Laser ultrasound technique applied in material characterization of thermally sprayed nickel aluminum coatings

Abstract

Thermal spraying processing usually uses a nickel-aluminum alloy system as the major powder due to its strong adhesion to substrates. The contents of powder material and the processing parameters used in the spraying process cause material properties of coatings exhibiting a wide variation. This research aims at nondestructive characterization of thermal spraying coatings. A laser-generation/laser-detection laser ultrasound technique (LUT) is used for the measurements of dispersion spectra of surface waves propagating along the coated surfaces. Theoretical model for surface waves propagating along a multi-layered structure with coating and substrate is used to model the sprayed coatings. An inversion algorithm based on Shuffled Complex Evolution (SCE-UA) is used to extract mechanical properties from the measured dispersion spectra cooperating with theoretical model.

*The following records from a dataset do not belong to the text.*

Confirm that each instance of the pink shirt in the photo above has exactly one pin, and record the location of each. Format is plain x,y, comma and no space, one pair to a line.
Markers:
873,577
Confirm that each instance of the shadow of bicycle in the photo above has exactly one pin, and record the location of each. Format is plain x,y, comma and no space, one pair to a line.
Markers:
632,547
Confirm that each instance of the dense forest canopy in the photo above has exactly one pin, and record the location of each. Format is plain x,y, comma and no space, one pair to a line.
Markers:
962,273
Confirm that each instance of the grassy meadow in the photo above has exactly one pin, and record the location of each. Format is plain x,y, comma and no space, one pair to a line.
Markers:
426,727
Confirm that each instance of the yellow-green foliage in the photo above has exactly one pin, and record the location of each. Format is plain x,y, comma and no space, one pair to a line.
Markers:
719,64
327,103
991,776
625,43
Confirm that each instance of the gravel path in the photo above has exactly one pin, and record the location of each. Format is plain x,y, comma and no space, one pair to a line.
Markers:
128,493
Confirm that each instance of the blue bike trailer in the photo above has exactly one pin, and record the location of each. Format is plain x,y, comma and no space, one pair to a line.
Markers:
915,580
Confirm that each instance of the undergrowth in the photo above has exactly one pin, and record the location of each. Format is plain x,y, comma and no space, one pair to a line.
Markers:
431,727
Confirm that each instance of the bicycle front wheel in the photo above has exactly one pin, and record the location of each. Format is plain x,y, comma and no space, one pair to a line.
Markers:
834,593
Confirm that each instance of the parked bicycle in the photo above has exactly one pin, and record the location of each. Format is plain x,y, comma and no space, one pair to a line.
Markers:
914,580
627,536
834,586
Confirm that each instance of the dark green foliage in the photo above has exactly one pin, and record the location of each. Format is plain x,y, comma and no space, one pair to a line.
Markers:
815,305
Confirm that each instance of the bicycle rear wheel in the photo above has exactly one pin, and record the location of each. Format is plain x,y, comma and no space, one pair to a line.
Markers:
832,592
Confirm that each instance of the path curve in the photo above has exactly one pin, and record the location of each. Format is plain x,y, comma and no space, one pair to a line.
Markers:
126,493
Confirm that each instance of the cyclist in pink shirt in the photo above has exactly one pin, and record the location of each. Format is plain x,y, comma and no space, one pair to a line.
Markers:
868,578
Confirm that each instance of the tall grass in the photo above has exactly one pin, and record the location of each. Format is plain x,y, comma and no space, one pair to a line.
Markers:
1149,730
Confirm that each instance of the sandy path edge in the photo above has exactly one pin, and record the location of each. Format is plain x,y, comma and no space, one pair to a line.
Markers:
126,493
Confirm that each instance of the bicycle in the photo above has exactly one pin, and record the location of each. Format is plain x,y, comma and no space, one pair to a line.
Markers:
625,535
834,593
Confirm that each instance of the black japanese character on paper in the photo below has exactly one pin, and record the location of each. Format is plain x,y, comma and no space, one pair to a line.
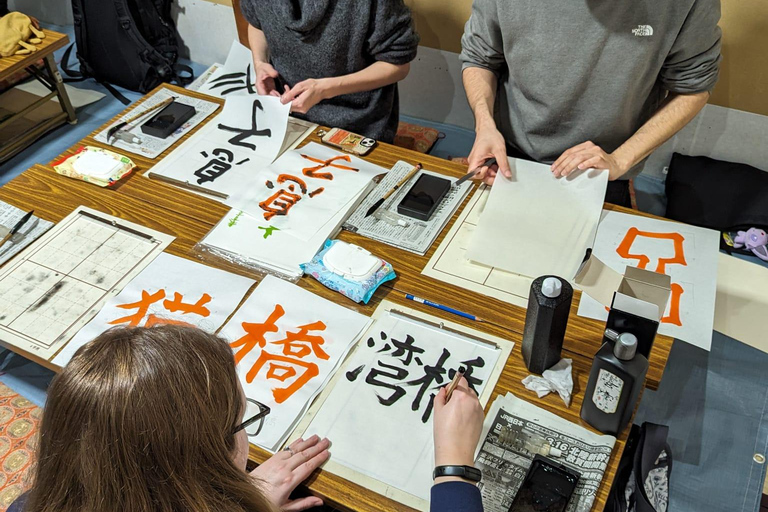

Three coatings with different sprayed powders and powder processing are investigated. Results indicate that substantial linear scatterings are observed for the inverted properties due to the measured dispersion spectra with limited bandwidth inherited from the relatively high attenuations. The slope of linear scattering can be used to distinguish the coating properties. The ANiBNb sample with ball-milled coating has the best properties based on its highest velocity and least attenuation. This method is potentially useful to characterize the mechanical properties of thermally spraying coating in a nondestructive way.